Background: Obstetric violence, conceptualized as the abuse and mistreatment of women during pregnancy and delivery has been recognized as a threat to women’s reproductive health. It is a major barrier to women's use of health facilities, increasing the risk of preventable complications and maternal mortality. Obstetric violence is particularly humiliating, reducing women’s autonomy over their bodies and the reproductive process. Although the phenomenon is gaining worldwide attention, there is yet limited evidence of the depths and dynamics of obstetric violence in Ghana where maternal mortality is excessively high and skilled birthing is on a decline.
Significance: Against this background, this paper presents a facility-based, cross-sectional study of the prevalence of obstetric violence (OV) and its associated factors in the Ashanti and Western Regions of Ghana. What is the magnitude of obstetric violence in Ghana? How does obstetric violence manifest in Ghana and which categories of women are more vulnerable to abuse? Why do healthcare professionals abuse women? How is obstetric violence perceived by healthcare workers? Does gender inequality within health systems contribute to women’s experiences of abuse?

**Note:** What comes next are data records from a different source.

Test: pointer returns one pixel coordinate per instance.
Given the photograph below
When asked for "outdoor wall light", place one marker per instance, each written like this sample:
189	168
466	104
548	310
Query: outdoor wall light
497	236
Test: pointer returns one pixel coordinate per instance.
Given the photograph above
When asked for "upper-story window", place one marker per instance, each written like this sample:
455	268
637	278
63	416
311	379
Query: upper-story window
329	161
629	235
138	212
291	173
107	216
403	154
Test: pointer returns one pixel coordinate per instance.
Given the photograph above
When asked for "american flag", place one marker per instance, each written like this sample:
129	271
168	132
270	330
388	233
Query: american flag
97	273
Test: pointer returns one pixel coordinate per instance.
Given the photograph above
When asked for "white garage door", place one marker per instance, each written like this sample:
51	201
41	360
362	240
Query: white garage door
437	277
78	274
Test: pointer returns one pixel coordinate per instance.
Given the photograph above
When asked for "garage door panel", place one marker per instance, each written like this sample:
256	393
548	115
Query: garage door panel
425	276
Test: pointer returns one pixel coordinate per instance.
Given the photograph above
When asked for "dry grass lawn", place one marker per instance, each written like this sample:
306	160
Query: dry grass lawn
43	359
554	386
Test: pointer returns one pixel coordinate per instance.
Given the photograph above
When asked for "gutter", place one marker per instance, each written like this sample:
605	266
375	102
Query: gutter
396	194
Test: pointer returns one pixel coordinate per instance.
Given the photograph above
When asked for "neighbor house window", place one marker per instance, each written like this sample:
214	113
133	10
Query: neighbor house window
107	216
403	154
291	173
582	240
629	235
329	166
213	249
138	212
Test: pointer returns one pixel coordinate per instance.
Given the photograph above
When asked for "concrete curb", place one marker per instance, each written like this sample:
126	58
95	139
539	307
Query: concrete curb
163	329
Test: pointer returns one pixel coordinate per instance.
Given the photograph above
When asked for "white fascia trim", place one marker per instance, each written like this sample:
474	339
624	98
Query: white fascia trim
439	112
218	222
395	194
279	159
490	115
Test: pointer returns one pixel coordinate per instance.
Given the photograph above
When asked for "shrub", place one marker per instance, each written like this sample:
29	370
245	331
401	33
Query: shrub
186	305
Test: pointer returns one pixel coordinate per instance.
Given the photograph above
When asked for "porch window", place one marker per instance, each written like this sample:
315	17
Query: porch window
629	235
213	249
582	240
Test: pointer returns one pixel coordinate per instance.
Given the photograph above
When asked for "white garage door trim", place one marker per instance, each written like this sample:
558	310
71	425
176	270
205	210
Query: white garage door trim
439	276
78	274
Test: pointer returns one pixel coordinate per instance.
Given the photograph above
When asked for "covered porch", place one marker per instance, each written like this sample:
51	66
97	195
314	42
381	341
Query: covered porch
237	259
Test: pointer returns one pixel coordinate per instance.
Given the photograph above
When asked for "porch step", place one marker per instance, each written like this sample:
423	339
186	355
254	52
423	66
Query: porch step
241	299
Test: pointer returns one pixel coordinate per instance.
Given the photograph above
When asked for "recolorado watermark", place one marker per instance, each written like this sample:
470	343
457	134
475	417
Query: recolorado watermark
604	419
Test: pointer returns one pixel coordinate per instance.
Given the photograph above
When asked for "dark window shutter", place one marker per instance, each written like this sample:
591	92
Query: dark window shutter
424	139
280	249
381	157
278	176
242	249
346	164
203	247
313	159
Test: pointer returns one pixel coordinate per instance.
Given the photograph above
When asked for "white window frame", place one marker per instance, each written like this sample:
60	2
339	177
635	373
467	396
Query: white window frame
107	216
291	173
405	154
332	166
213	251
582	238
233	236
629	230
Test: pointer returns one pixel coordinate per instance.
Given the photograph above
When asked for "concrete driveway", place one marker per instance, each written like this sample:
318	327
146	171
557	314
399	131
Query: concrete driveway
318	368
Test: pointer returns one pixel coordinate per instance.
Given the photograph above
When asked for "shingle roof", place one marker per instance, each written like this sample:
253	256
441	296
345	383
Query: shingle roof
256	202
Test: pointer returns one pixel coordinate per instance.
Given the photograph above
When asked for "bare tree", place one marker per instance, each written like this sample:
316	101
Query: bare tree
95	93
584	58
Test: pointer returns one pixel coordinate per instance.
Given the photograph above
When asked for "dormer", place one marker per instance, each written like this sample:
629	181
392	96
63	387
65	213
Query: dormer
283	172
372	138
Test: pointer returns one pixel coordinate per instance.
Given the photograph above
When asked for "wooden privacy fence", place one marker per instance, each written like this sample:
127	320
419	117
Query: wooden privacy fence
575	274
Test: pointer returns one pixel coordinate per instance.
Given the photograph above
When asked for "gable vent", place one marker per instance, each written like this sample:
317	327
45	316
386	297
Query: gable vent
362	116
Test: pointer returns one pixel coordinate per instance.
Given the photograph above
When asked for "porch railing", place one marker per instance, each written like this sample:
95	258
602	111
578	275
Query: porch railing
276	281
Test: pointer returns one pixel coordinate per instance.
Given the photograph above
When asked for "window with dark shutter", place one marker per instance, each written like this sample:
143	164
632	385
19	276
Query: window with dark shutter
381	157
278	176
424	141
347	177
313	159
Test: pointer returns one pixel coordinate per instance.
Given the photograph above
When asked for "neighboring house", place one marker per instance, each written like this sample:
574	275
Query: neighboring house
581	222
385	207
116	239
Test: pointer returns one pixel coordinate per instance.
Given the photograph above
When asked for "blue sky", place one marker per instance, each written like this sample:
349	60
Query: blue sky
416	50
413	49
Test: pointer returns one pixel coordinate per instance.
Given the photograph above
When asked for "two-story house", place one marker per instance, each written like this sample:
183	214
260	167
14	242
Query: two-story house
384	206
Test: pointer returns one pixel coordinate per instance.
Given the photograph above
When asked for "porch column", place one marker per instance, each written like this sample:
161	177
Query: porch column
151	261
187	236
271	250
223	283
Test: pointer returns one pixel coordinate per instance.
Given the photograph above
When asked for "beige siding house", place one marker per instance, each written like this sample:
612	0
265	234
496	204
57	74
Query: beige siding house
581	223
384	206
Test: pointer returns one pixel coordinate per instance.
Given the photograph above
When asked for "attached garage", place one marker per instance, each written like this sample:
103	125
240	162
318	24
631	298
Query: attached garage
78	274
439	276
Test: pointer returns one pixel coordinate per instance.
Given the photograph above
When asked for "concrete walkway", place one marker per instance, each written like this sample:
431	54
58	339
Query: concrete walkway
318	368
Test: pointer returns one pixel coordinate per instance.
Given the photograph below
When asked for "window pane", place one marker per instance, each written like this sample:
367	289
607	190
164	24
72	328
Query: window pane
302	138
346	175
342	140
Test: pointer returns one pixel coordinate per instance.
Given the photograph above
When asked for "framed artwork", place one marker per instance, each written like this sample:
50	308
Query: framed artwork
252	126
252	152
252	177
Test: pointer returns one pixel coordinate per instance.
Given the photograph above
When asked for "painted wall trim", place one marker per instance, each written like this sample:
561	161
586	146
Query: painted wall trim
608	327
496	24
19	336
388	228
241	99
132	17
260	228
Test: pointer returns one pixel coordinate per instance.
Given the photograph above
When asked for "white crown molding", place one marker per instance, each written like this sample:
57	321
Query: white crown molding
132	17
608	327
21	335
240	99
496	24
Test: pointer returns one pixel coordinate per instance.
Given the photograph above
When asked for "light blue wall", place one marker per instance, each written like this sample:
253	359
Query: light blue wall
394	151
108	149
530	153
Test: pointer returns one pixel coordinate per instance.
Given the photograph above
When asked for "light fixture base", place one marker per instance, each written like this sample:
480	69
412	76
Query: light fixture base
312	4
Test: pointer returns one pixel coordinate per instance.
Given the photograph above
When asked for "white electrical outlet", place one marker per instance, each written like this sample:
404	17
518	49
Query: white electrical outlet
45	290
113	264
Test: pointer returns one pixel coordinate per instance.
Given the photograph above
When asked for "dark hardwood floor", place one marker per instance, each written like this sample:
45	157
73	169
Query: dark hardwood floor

Methodology: A facility-based cross-sectional survey was conducted in eight public health facilities from September to December 2021. Specifically, close-ended questionnaires were administered to 1,854 women, aged 15-45 who gave birth in the health facilities. The data collected include the sociodemographic attributes of women, their obstetric history and experiences of OV based on the seven typologies according to the categorization by Bowser and Hills.
Findings: We find that about two in every three women (65.3%) experience OV. The most common form of OV is non-confidential care (35.8%), followed by abandoned care (33.4%), non-dignified care (28.5%) and physical abuse (27.4%). Furthermore, 7.7% of women were detained in health facilities for their inability to pay their bills, 7.5% received non-consented care while 11.0% reported discriminated care. A test for associated factors of OV yielded few results. Single women (OR 1.6, 95% CI 1.2-2.2) and women who reported birth complications (OR 3.2, 95% CI 2.4-4.3) were more likely to experience OV compared with married women and women who had no birth complications. In addition, teenage mothers (OR 2.6, 95% CI 1.5-4.5) were more likely to experience physical abuse compared to older mothers. Rural vs. urban location, employment status, gender of birth attendant, type of delivery, time of delivery, the ethnicity of the mothers and their social class were all not statistically significant.
Conclusion: The prevalence of OV in the Ashanti and Western Regions was high and only few variables were strongly associated with OV, suggesting that all women are at risk of abuse. Interventions should aim at promoting alternative birth strategies devoid of violence and changing the organizational culture of violence embedded in the obstetric care in Ghana.